State Department’s bad advice
3 мин чтения
Photo by: Valery Sharifulin / TASS

Photo by: Valery Sharifulin / TASS

Washington is turning American and European banks against Russian bonds

As the Wall Street Journal reported, the U.S. State Department and Treasury have warned a number of top U.S. banks not to bid on Russian bond deals. The newspaper received this information through its own sources. The warning against potentially lucrative deals is motivated by political reasons alone: sanctions against Russia must be kept at any costs, while helping Russia is not in U.S. foreign policy interests.

“It is essential that private companies - in the US, EU and around the world - understand that Russia will remain a high-risk market so long as its actions to destabilize Ukraine continue,” the State Department stated. The department warned of “reputational” risks of returning “to business as usual with Russia.”

As WSJ pointed out, Russia could inject the funds into companies currently under sanctions. Besides, there is a chance that Moscow says the sanctions are meaningless after the sale of bonds, with Washington ending in a foreign policy fiasco. Some bank officials believe they were invited because Moscow wanted to use this loophole against the U.S.

Honey is sweet, but the bee stings

Russia plans to issue $3 billion of foreign bonds, as planned in the country’s budget for 2016. Apparently, investors interested in buying Russian Eurobonds could offer a helping hand to the country’s economy. During this fiscal year, the budget is going to cover deficit of 2.4 trillion rubles, mostly from the Reserve Fund. Besides, the fall in oil prices may cost Russia additional 1.5–2 trillion rubles. Russia last issued foreign bonds in September 2013, when placed four Eurobond tranches for a total of $7 billion.

It is, however, not yet a prohibition, but a strong request. Which, according to WSJ, not all banks are eager to comply with. Legally, participation in the Russian deals won’t run counter the sanctions policy, nor will it follow any penalties for financial-services firms. The country invited 3 Russian and 25 foreign banks to bid on Eurobond deals. The number includes European and Chinese banks as well as ones from the U.S., including Bank of America Corp, Citigroup Inc., Goldman Sachs Group Inc., J.P. Morgan Chase & Co. and Morgan Stanley, and others. Opinions are divided: bank officials at Citigroup say they won’t participate, while Goldman and J.P. Morgan weigh their options.

“Many banks didn’t give a response. I can’t say the number, but many of them just didn’t react to our offer. That means they won’t participate,” Russian deputy finance minister Sergei Storchak said, adding that some banks responded to the request. “We have something to choose from anyway,” he underlined. Still, the influence of the U.S. recommendation should not be underestimated.

Undermining reputation

Director of Centre for Monitoring and Regional Studies at the Russian Presidential Academy of National Economy and Public Administration Alexander Savchenko noted that Washington’s warning against Russian Eurobond deals continues the policy of anti-Russian sanctions. 

“That was an expected move from Washington.
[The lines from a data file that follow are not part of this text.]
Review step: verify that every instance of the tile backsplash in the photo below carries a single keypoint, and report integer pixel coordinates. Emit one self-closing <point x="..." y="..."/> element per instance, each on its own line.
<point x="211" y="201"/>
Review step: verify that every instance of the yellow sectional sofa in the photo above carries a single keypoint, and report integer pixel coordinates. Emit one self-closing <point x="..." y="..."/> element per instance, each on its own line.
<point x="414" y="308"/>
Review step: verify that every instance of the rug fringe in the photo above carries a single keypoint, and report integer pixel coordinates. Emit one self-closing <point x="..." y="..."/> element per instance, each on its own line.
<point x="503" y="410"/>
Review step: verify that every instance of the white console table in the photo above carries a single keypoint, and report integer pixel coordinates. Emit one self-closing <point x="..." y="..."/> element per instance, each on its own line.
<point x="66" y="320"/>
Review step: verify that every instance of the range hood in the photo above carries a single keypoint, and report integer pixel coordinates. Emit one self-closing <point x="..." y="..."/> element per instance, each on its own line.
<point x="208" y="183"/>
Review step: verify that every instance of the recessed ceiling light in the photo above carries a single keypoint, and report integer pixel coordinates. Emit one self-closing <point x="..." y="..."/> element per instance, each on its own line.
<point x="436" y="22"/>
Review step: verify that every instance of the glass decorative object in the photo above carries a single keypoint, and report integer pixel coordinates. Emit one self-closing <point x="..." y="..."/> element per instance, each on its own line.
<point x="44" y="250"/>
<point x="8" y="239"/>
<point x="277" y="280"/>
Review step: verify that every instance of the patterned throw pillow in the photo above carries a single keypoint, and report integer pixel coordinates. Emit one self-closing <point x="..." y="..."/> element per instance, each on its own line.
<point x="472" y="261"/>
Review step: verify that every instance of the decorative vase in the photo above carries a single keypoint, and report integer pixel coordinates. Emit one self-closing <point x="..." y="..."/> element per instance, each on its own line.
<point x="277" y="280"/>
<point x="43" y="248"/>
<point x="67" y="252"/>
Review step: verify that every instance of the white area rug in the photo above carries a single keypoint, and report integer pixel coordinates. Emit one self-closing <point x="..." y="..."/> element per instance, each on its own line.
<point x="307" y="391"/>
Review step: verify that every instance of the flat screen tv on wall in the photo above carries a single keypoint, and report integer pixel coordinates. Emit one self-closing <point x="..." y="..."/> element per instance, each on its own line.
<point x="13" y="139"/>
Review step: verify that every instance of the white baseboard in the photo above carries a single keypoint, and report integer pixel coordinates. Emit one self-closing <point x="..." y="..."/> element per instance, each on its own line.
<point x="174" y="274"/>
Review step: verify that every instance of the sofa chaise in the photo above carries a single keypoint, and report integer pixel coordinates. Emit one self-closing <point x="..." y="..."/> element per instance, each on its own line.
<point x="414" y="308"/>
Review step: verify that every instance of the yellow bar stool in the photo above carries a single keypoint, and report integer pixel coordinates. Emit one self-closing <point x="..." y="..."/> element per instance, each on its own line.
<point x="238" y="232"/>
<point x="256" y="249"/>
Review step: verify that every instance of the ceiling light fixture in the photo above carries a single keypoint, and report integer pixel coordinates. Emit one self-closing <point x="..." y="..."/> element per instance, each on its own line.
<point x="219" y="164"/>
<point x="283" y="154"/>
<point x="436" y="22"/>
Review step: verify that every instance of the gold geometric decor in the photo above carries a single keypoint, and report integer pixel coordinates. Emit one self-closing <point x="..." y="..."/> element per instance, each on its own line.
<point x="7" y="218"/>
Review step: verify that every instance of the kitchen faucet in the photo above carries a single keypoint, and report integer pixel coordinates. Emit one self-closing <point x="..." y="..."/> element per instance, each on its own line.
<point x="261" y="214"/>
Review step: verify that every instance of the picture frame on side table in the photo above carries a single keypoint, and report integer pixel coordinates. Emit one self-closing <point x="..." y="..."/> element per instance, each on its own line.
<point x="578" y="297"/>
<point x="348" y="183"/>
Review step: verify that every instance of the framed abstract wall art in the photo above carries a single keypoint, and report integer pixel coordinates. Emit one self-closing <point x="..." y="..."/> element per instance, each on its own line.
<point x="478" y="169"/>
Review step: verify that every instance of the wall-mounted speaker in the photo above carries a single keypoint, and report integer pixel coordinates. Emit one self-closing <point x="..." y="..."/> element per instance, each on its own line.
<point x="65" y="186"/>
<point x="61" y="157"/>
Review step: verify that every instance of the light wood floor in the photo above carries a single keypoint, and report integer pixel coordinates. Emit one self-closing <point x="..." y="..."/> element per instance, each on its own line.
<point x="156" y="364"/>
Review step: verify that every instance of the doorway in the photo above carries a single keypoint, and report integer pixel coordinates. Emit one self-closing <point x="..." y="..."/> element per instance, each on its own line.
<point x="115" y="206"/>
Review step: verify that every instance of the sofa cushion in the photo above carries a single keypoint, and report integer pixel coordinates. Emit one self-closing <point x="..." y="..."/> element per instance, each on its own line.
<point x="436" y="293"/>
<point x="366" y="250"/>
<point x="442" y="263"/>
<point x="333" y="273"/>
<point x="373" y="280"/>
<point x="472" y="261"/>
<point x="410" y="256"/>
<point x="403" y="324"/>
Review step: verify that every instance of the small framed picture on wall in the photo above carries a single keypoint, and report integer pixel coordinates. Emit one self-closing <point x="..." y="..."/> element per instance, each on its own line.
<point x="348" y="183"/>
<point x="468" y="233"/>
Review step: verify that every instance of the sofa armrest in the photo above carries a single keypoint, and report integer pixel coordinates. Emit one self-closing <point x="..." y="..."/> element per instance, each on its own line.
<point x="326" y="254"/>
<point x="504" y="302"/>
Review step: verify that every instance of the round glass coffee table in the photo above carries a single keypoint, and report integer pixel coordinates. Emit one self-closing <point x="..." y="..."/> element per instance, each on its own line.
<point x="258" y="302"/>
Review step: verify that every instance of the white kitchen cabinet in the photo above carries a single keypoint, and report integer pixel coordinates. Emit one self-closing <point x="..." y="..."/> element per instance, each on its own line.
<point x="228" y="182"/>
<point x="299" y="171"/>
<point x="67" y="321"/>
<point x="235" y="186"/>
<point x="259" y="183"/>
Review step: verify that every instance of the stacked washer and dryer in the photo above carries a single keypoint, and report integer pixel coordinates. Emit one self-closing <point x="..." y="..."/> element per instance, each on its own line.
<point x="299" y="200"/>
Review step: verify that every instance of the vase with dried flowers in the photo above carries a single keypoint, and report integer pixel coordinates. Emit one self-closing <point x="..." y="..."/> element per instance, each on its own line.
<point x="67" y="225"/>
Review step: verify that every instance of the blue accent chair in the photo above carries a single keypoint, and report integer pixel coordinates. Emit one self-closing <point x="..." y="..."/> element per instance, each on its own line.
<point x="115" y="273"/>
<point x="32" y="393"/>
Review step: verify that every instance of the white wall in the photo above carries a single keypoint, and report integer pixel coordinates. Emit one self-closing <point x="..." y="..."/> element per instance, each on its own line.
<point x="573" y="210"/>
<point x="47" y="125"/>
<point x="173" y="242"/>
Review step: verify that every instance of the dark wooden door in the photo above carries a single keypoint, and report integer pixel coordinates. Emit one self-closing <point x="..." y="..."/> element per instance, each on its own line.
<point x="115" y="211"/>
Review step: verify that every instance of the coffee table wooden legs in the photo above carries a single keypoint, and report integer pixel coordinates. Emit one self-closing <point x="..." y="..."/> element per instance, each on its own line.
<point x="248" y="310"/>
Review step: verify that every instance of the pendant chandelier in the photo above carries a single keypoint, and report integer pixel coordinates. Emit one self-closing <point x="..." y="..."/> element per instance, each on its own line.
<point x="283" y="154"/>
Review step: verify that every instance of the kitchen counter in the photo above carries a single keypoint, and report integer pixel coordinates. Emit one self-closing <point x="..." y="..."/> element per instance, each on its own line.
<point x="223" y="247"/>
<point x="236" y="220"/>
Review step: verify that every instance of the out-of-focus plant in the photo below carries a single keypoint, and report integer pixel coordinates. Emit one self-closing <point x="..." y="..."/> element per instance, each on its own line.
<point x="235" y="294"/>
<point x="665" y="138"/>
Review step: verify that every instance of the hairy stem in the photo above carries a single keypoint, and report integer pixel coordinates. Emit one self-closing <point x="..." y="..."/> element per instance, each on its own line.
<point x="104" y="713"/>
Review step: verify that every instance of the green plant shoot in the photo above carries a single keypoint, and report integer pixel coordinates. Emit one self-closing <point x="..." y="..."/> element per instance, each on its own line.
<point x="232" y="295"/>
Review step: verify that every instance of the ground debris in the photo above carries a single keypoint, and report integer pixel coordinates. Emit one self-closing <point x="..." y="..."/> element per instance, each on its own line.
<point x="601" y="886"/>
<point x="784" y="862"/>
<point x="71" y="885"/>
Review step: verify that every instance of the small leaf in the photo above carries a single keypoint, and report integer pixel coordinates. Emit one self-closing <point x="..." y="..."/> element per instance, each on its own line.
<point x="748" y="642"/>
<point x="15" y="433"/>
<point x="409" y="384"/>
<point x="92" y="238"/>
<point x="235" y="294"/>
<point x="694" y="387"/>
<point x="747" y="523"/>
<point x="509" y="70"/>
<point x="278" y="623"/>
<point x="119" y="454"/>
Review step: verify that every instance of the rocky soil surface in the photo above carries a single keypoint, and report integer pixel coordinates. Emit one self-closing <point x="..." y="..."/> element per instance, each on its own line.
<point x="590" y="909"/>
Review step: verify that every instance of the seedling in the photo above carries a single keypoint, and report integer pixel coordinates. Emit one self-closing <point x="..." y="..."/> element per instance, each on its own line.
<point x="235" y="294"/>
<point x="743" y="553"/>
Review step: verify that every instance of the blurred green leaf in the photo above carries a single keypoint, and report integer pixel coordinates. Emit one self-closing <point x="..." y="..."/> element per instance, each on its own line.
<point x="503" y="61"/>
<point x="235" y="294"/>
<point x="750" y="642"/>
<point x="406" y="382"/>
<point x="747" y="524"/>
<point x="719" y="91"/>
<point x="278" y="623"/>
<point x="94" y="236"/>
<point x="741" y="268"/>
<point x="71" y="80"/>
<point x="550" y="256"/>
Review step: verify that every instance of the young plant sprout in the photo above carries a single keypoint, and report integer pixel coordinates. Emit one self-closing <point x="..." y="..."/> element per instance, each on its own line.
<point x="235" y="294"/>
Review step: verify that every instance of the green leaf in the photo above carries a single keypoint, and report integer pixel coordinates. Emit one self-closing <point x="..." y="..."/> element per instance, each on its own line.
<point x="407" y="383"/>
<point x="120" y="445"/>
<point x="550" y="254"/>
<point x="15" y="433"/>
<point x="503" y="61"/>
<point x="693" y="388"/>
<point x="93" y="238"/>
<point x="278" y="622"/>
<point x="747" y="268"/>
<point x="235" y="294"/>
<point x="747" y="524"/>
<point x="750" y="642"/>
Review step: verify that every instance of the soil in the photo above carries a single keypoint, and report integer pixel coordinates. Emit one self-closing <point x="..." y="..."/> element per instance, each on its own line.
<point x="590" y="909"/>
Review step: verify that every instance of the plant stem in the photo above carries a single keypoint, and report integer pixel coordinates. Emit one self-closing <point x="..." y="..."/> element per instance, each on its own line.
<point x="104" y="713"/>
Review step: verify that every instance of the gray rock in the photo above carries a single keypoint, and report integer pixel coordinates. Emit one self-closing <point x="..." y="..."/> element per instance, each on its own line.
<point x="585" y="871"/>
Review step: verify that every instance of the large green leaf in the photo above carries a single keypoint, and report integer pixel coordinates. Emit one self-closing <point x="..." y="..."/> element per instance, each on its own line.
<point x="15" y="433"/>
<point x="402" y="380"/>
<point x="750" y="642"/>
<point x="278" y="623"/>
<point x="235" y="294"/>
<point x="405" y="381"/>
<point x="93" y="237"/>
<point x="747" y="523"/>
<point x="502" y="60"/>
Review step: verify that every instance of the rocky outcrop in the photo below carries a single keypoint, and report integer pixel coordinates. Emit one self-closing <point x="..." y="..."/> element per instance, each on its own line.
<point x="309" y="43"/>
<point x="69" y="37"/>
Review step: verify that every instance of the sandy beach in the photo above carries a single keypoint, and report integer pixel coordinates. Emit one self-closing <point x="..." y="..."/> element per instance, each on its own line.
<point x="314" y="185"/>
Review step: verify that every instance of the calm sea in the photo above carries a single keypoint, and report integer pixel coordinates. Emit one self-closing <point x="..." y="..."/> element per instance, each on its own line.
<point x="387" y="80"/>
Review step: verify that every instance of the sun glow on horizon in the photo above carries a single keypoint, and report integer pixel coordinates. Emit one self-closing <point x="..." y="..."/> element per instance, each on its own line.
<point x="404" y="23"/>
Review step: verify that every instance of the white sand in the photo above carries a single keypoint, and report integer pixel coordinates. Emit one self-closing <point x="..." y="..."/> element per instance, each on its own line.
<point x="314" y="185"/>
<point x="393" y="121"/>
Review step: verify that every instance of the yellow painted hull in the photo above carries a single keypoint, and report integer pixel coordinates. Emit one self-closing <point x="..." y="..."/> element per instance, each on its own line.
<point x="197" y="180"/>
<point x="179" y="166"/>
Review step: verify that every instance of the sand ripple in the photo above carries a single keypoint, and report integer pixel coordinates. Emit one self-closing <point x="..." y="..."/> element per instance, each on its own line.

The main goal is to inhibit Russia’s access to the world’s financial resources. First of all, the sanctions influenced the banking sector. Russia attempted to enter the market through another door, but the U.S. continues to interfere”, Savchenko argues.

The expert says, Washington may influence financial-service firms not only in the U.S., but in other countries. The cited above statement by the State Department mentions firms from “the U.S., EU and around the world”.

“For that, the U.S. has levers of influence, tested on troublesome financial institutions of Switzerland and the UK, and now being used everywhere. The threat of cancelling a banking license, prohibiting banks to transmit the U.S. dollars, works very well,” Savchenko says.  

The expert notes that Russia’s offer is interesting to foreign banks and having Russian bonds would be an advantage for them.

Not for nothing does WSJ interpret typical U.S. behaviour as a page-oner: the main goal of the State Department’s recommendations, presented as an exclusive story, is to undermine trust for Russia’s financial reliability and to eventually limit the flow of capital to its economy. Junk status given to Russia by the world’s rating agencies are the same story.

Kremlin understands rather well how disputable such stories are. "We have not seen any information; these mass media reports are not based on any formal statements or decisions," Press Spokesman for the President of Russia Dmitry Peskov said.

However, Russia holds a realistic view on the subject and doesn’t count on Eurobonds; moreover, there is a reasonable doubt that this plan will prove successful. Sergei Storchak specified that the country’s ministry of finance doesn’t see way to enter the foreign bond market, when announcing the placement of Eurobonds. On the other hand, recent social studies show that Russians don’t believe foreign investment will help the country out of crisis and count more on their own efforts and internal resources.